Counting paths in convex polygons
Let’s count non-crossing paths through the all points of a convex polygon. There is a very simple formula for this, \(n2^{n-3}\) undirected paths through an \(n\)-gon, but why? Here’s a simple coloring-based argument that immediately gives this formula.
Choose a coloring for the points of the polygon, red and blue, and choose a starting point for the path. Build a path, starting from this point, by the following rule: if you are at a red point, go to the next available point clockwise, and if you are at a blue point, go to the next available point counterclockwise.
There are \(n2^n\) choices of starting point and coloring, but each path is counted eight times, because the colors of the last two points on the path don’t make a difference to where it goes, and because each path is also traced in the opposite direction using the other end as its starting point. Dividing \(n2^n\) by eight gives the formula.
This same idea also works to count non-crossing paths that are allowed to skip some of the points of the polygon. Now, color each point red, blue, or yellow. Use the same rule for building a path, but ignore the yellow points: start on a red or blue point, and when searching for an available point only go to another red or blue point.

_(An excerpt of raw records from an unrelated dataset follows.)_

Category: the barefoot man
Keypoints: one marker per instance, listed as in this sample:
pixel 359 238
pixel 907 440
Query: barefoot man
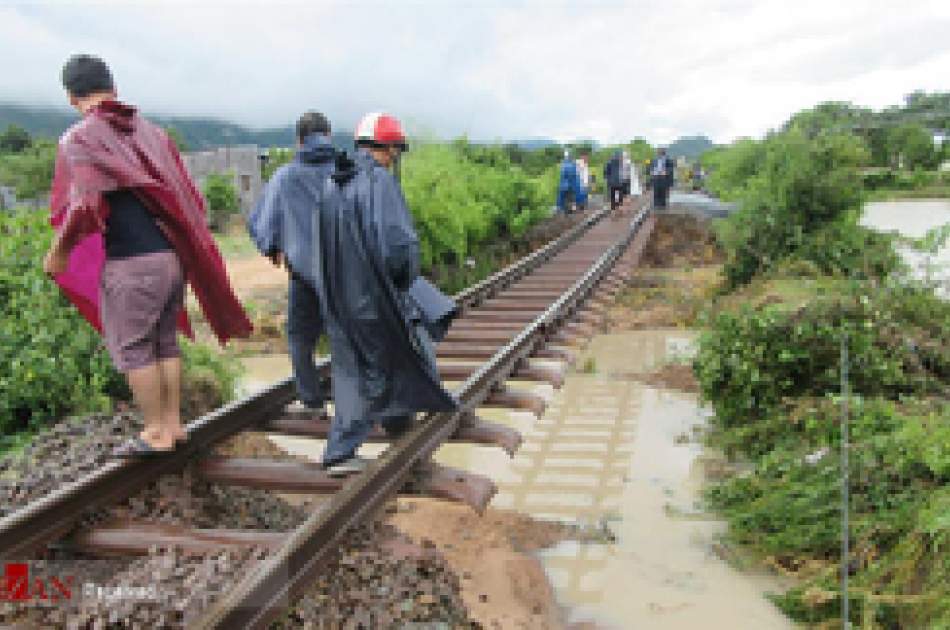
pixel 130 233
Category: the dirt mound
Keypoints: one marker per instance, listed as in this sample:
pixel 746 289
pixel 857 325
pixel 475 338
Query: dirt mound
pixel 681 241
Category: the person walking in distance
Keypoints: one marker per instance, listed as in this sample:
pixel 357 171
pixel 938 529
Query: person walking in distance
pixel 281 226
pixel 613 179
pixel 583 179
pixel 366 262
pixel 661 177
pixel 625 173
pixel 568 185
pixel 131 231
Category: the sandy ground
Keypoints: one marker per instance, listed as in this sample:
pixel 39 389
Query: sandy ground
pixel 503 583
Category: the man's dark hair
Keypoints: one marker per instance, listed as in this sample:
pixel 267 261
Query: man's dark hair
pixel 85 74
pixel 312 122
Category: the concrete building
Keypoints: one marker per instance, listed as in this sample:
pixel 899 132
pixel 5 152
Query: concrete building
pixel 242 162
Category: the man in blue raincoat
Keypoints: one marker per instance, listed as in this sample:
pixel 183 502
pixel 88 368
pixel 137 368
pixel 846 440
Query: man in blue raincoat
pixel 366 263
pixel 568 189
pixel 613 178
pixel 282 228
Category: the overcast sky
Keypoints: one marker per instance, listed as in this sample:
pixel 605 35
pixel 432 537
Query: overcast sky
pixel 608 70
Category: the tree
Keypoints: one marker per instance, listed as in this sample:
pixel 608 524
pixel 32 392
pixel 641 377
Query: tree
pixel 30 171
pixel 15 139
pixel 276 157
pixel 911 146
pixel 640 151
pixel 221 197
pixel 831 116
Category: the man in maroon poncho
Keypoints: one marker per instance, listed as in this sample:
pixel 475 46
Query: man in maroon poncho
pixel 131 232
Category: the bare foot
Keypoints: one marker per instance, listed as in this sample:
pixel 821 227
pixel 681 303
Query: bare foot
pixel 157 439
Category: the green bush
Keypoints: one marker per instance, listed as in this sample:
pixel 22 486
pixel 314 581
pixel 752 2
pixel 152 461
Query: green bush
pixel 221 197
pixel 751 360
pixel 54 361
pixel 789 507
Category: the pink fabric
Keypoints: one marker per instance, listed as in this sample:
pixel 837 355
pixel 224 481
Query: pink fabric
pixel 113 148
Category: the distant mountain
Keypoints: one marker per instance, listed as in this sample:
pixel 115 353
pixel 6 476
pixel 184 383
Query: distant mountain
pixel 690 147
pixel 198 133
pixel 530 144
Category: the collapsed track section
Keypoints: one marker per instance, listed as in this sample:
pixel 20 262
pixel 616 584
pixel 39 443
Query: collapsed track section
pixel 537 308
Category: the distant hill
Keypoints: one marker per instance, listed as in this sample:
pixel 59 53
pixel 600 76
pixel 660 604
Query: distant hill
pixel 690 147
pixel 198 133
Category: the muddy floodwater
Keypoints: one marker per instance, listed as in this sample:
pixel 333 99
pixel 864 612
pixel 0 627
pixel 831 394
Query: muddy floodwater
pixel 622 458
pixel 914 218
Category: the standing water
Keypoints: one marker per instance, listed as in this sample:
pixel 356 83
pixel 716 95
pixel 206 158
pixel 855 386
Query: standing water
pixel 624 458
pixel 913 218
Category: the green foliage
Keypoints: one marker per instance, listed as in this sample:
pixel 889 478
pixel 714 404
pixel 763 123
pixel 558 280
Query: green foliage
pixel 221 197
pixel 29 171
pixel 751 360
pixel 830 117
pixel 14 139
pixel 209 378
pixel 772 372
pixel 911 146
pixel 789 187
pixel 770 366
pixel 55 362
pixel 177 138
pixel 276 157
pixel 463 196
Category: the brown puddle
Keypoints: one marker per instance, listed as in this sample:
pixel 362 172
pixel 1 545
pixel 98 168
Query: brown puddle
pixel 619 456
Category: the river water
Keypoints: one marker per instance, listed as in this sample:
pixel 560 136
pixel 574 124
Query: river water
pixel 623 457
pixel 914 218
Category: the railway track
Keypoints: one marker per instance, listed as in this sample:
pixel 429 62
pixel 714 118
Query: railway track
pixel 510 327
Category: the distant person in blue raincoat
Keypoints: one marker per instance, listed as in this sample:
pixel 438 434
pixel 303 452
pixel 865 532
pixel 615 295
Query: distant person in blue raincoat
pixel 613 178
pixel 583 179
pixel 281 226
pixel 568 189
pixel 366 265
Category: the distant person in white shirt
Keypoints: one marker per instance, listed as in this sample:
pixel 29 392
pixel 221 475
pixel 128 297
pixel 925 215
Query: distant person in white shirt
pixel 583 175
pixel 661 177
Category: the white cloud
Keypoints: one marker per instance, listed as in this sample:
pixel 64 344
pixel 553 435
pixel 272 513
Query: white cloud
pixel 610 71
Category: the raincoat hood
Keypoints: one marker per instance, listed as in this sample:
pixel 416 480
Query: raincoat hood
pixel 316 149
pixel 120 116
pixel 282 220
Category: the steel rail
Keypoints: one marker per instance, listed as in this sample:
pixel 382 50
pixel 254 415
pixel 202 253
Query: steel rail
pixel 269 588
pixel 47 519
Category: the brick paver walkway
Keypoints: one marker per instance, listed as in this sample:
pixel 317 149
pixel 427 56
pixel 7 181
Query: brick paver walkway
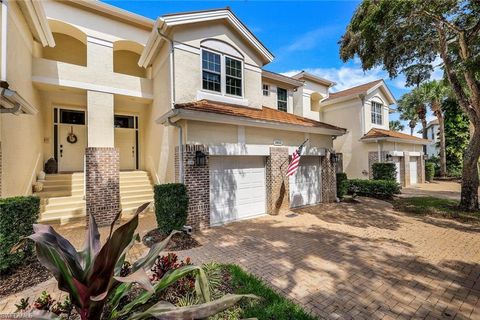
pixel 353 261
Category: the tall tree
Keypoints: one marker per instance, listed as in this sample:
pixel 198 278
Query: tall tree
pixel 407 36
pixel 436 93
pixel 396 125
pixel 456 134
pixel 408 106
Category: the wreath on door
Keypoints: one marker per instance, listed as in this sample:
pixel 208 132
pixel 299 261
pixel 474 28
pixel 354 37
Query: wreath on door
pixel 72 138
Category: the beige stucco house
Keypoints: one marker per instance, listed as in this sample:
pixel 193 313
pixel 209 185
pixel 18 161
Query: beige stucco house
pixel 122 102
pixel 365 111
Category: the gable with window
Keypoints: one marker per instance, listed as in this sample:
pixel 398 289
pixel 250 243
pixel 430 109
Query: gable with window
pixel 282 99
pixel 377 113
pixel 222 73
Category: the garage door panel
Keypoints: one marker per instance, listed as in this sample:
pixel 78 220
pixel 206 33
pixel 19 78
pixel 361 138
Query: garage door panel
pixel 237 188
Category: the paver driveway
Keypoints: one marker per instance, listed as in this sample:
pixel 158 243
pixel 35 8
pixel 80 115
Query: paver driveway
pixel 352 261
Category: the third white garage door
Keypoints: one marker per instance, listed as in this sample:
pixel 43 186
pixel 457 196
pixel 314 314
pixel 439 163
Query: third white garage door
pixel 237 188
pixel 305 184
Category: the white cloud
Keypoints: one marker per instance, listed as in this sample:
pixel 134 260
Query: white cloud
pixel 345 77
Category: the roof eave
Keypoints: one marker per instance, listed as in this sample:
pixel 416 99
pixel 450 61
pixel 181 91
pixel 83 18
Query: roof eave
pixel 181 114
pixel 390 139
pixel 170 21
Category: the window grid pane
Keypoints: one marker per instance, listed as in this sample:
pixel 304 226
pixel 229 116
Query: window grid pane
pixel 376 114
pixel 266 90
pixel 233 70
pixel 282 99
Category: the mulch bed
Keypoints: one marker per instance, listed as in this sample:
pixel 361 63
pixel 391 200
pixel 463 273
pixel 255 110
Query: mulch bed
pixel 179 241
pixel 23 277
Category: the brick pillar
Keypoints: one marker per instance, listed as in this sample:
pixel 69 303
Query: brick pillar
pixel 277 183
pixel 329 178
pixel 102 181
pixel 406 165
pixel 197 181
pixel 421 169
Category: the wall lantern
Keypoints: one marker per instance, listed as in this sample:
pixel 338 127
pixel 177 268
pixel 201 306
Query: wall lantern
pixel 200 158
pixel 334 158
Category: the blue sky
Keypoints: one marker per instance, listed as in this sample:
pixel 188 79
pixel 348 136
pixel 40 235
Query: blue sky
pixel 303 35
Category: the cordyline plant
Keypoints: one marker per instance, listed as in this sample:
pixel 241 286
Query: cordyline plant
pixel 92 278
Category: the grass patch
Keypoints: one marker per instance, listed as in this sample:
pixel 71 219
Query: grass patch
pixel 272 306
pixel 435 206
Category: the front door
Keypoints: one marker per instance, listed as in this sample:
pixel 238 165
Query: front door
pixel 126 140
pixel 71 140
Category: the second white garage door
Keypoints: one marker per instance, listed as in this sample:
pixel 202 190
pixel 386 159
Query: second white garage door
pixel 237 188
pixel 305 184
pixel 413 172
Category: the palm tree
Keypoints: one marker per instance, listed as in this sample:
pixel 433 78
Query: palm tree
pixel 436 93
pixel 396 125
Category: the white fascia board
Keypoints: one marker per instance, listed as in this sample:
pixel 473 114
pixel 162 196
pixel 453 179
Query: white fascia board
pixel 179 114
pixel 167 22
pixel 35 14
pixel 375 140
pixel 237 149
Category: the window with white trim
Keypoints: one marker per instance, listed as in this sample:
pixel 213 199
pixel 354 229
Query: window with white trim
pixel 222 74
pixel 266 90
pixel 377 113
pixel 282 99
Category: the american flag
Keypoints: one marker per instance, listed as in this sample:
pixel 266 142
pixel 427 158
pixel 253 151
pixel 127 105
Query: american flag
pixel 294 164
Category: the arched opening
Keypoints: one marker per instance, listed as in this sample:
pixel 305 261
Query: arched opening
pixel 125 58
pixel 70 44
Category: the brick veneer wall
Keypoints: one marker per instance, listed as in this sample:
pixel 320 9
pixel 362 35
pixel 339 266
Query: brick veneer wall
pixel 329 178
pixel 102 181
pixel 197 181
pixel 277 183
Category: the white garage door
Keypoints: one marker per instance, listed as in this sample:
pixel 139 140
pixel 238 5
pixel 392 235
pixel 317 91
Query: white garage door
pixel 305 184
pixel 237 188
pixel 413 172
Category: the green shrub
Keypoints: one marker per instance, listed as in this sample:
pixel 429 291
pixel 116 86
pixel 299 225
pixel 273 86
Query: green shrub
pixel 342 184
pixel 429 171
pixel 171 206
pixel 384 171
pixel 382 189
pixel 17 216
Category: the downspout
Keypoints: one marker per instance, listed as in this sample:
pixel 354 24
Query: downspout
pixel 172 105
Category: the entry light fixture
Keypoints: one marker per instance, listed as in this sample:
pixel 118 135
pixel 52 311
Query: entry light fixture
pixel 200 158
pixel 333 157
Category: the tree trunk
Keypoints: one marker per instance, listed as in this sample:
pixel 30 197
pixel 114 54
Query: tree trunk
pixel 470 181
pixel 424 134
pixel 443 154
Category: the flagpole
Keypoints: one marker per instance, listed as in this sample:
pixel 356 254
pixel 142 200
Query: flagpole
pixel 288 159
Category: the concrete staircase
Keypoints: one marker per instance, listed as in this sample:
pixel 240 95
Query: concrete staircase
pixel 62 197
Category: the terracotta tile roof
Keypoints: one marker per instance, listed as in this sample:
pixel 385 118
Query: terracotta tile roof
pixel 381 133
pixel 353 91
pixel 264 114
pixel 281 78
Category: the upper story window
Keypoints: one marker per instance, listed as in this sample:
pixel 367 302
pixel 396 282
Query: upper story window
pixel 282 99
pixel 221 73
pixel 377 113
pixel 266 90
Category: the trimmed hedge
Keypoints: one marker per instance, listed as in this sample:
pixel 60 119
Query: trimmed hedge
pixel 384 171
pixel 171 206
pixel 342 184
pixel 382 189
pixel 429 171
pixel 17 216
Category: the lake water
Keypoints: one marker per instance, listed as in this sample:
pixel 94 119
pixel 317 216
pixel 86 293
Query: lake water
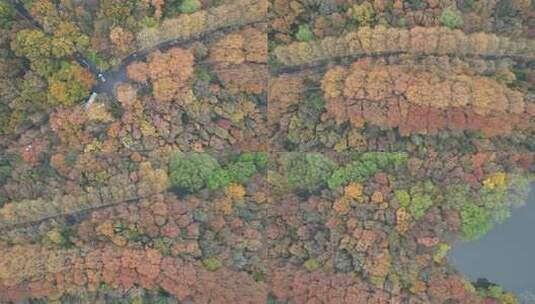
pixel 506 255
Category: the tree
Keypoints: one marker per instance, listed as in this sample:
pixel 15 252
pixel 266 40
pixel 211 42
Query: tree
pixel 70 84
pixel 122 39
pixel 476 221
pixel 189 6
pixel 191 172
pixel 451 17
pixel 363 13
pixel 7 13
pixel 308 171
pixel 304 33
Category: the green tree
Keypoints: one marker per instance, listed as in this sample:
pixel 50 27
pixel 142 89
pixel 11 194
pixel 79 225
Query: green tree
pixel 308 171
pixel 452 18
pixel 71 83
pixel 364 14
pixel 476 221
pixel 7 13
pixel 190 6
pixel 191 172
pixel 304 33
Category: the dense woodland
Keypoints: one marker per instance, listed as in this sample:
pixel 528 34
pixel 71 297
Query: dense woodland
pixel 255 151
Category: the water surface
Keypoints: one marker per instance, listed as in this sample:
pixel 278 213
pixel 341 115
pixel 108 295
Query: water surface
pixel 506 255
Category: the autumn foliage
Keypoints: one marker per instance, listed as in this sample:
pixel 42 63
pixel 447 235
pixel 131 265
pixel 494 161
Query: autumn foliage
pixel 420 101
pixel 168 73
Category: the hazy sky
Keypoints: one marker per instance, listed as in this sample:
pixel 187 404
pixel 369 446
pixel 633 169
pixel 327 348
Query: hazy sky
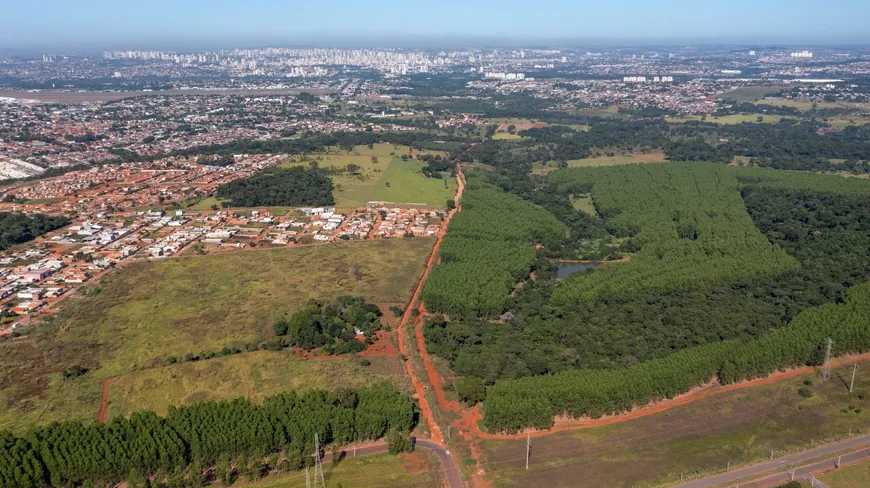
pixel 223 23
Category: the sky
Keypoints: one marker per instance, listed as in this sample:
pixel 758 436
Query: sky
pixel 213 24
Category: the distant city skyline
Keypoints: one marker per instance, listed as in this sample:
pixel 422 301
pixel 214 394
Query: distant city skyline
pixel 198 25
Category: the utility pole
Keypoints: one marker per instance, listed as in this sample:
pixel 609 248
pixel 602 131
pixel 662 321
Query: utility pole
pixel 826 367
pixel 528 449
pixel 318 466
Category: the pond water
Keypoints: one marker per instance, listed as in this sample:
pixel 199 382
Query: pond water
pixel 567 269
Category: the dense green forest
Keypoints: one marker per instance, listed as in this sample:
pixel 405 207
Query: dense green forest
pixel 789 144
pixel 825 232
pixel 17 228
pixel 332 325
pixel 489 247
pixel 296 186
pixel 687 221
pixel 238 437
pixel 512 405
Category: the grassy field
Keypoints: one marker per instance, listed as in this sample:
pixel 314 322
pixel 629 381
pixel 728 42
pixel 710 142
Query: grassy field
pixel 138 316
pixel 418 470
pixel 408 185
pixel 731 119
pixel 752 93
pixel 253 375
pixel 355 190
pixel 739 427
pixel 856 476
pixel 351 191
pixel 653 157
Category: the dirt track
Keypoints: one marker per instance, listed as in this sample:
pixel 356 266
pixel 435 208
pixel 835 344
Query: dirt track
pixel 425 410
pixel 104 402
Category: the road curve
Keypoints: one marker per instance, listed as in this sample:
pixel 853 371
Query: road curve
pixel 779 464
pixel 452 477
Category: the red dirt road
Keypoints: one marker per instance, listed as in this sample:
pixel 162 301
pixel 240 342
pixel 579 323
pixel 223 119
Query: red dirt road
pixel 104 402
pixel 425 410
pixel 699 393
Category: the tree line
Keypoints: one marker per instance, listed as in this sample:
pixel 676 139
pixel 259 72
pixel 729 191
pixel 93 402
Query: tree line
pixel 489 247
pixel 189 439
pixel 823 230
pixel 687 221
pixel 18 228
pixel 332 326
pixel 512 405
pixel 297 186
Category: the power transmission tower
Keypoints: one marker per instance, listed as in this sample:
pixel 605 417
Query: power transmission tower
pixel 826 366
pixel 318 466
pixel 528 449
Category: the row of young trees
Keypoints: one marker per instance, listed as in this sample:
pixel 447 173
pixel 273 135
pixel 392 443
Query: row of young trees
pixel 533 402
pixel 825 232
pixel 687 221
pixel 489 247
pixel 195 437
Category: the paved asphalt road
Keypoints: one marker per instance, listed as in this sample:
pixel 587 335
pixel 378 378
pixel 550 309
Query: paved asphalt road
pixel 852 443
pixel 448 465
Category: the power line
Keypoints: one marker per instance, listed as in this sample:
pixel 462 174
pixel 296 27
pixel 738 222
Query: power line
pixel 318 466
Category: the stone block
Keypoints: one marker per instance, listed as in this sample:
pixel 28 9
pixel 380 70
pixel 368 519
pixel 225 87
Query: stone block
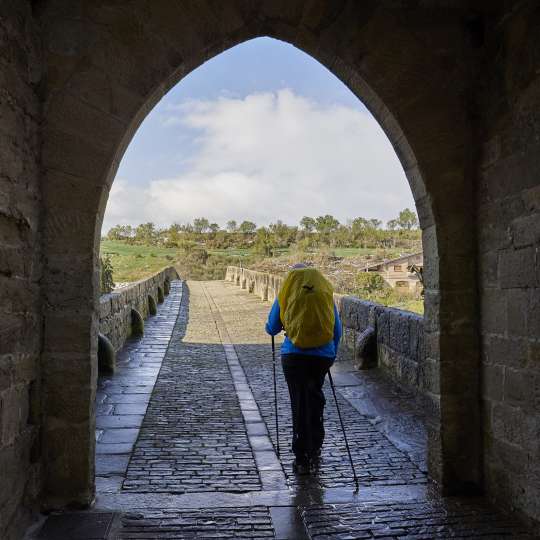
pixel 13 413
pixel 525 231
pixel 510 352
pixel 68 332
pixel 517 268
pixel 509 424
pixel 493 311
pixel 493 382
pixel 428 376
pixel 518 309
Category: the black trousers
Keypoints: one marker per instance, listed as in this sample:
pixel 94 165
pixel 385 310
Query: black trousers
pixel 305 378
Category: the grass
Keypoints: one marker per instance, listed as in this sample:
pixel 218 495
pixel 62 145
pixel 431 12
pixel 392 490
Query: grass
pixel 132 262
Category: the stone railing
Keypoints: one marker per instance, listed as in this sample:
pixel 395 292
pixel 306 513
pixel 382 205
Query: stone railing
pixel 116 309
pixel 398 336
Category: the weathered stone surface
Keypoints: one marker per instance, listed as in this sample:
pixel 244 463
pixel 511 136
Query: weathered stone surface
pixel 115 314
pixel 462 114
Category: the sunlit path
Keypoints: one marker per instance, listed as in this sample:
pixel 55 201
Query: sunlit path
pixel 204 463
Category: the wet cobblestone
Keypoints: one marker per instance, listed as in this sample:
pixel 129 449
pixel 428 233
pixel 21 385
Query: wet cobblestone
pixel 245 523
pixel 377 460
pixel 418 520
pixel 193 437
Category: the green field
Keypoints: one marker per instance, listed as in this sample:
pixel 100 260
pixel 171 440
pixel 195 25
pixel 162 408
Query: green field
pixel 132 262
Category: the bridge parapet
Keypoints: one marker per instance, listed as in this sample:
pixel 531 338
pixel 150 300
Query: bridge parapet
pixel 398 346
pixel 115 308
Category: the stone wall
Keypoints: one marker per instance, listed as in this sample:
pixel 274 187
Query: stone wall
pixel 115 308
pixel 509 260
pixel 399 334
pixel 20 269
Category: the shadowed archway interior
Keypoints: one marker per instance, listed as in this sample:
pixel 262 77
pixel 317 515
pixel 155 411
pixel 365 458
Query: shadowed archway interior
pixel 456 92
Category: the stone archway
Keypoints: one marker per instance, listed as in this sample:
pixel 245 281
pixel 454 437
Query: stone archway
pixel 109 62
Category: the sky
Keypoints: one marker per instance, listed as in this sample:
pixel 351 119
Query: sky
pixel 261 132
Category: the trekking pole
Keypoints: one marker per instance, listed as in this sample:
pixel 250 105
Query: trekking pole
pixel 344 434
pixel 275 393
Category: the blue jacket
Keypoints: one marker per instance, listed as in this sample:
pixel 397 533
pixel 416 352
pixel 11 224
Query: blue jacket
pixel 329 350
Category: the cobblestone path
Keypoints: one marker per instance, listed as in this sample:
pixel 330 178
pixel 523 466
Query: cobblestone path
pixel 186 444
pixel 419 520
pixel 193 436
pixel 377 460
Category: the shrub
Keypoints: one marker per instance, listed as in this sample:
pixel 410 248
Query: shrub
pixel 369 282
pixel 106 275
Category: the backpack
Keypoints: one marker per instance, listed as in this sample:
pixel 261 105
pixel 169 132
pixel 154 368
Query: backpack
pixel 306 304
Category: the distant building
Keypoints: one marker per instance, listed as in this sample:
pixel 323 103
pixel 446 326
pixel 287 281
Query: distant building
pixel 398 272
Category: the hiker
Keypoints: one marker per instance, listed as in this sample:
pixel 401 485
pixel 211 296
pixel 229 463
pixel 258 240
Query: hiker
pixel 305 309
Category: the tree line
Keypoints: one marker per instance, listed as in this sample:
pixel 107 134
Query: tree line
pixel 310 233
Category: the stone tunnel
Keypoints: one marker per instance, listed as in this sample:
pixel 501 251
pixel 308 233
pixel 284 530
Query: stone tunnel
pixel 455 86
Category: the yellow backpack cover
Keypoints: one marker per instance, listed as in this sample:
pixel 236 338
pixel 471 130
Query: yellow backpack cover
pixel 306 304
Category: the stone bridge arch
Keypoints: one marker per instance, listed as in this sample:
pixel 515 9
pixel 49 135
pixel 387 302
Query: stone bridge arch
pixel 107 63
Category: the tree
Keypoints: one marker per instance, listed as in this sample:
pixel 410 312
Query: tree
pixel 247 227
pixel 145 232
pixel 200 225
pixel 263 242
pixel 392 225
pixel 407 219
pixel 307 223
pixel 120 232
pixel 368 282
pixel 326 224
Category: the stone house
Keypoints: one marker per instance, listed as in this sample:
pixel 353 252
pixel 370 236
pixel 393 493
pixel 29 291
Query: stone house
pixel 398 273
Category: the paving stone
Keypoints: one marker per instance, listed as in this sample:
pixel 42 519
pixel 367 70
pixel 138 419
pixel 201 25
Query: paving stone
pixel 377 460
pixel 77 526
pixel 445 518
pixel 119 421
pixel 114 448
pixel 121 435
pixel 111 464
pixel 193 437
pixel 249 523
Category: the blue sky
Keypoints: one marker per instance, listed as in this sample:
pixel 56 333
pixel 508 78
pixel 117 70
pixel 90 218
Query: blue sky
pixel 261 132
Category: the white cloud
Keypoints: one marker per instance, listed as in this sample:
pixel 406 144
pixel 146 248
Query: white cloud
pixel 266 157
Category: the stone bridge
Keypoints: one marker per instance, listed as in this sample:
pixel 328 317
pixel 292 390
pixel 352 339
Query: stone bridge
pixel 186 442
pixel 455 86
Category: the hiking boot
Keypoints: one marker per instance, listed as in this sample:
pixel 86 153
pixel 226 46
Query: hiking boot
pixel 315 460
pixel 301 466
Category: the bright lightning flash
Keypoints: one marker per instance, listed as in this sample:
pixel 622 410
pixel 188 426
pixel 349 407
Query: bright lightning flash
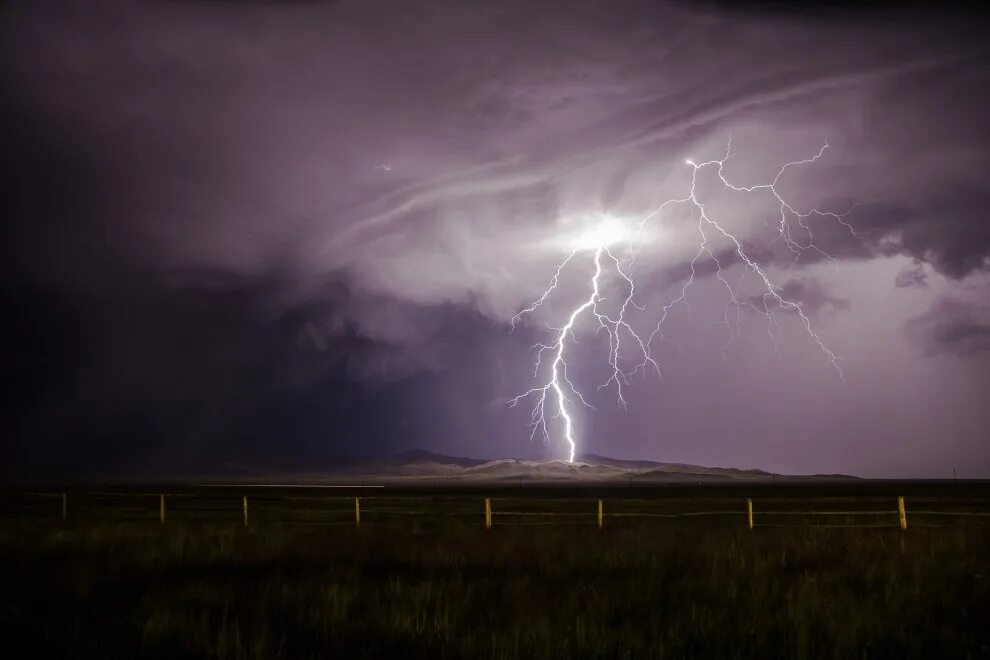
pixel 559 391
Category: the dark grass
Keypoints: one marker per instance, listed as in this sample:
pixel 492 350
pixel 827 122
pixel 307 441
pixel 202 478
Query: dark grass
pixel 115 583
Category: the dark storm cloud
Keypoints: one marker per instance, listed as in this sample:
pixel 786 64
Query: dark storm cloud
pixel 913 276
pixel 288 228
pixel 809 293
pixel 953 327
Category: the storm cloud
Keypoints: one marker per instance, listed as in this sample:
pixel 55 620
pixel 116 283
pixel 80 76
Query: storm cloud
pixel 300 229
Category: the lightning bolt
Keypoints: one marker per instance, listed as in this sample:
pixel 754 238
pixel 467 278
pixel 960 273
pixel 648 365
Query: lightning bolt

There are \(3^n\) choices of coloring. They have different numbers of choices of starting point, but by cyclically permuting the colors you can group them into \(3^{n-1}\) triples of colorings that together have exactly \(2n\) available (non-yellow) starting points. Each path is counted eight times just like before, so this argument would seem to give the formula \(2n\cdot 3^{n-1} / 8\) for the number of paths. But it’s not quite right. For one thing, it’s not even an integer.
The problem is, what happens when you color all but one of the points yellow, and that one remaining point red or blue? You get a sequence of one point only: does that count as a path? If we count these as length-zero paths (as I would prefer), then they are undercounted, because they do not have two ends, and they only have one point whose coloring (red or blue) is irrelevant, rather than the usual two points. When we divide by eight we make their contribution too small. If we don’t count them (as OEIS tells me was the definition used in a 2020 Bulgarian mathematics contest) then they are overcounted, because they contribute to the formula and shouldn’t.
Adjusting for these one-point paths gives two alternative formulas:
\[\frac{n}{4}(3^{n-1}+3)\]if we are counting one-point zero-length paths, or
\[\frac{n}{4}(3^{n-1}-1),\]the formula from OEIS, if we are not counting them.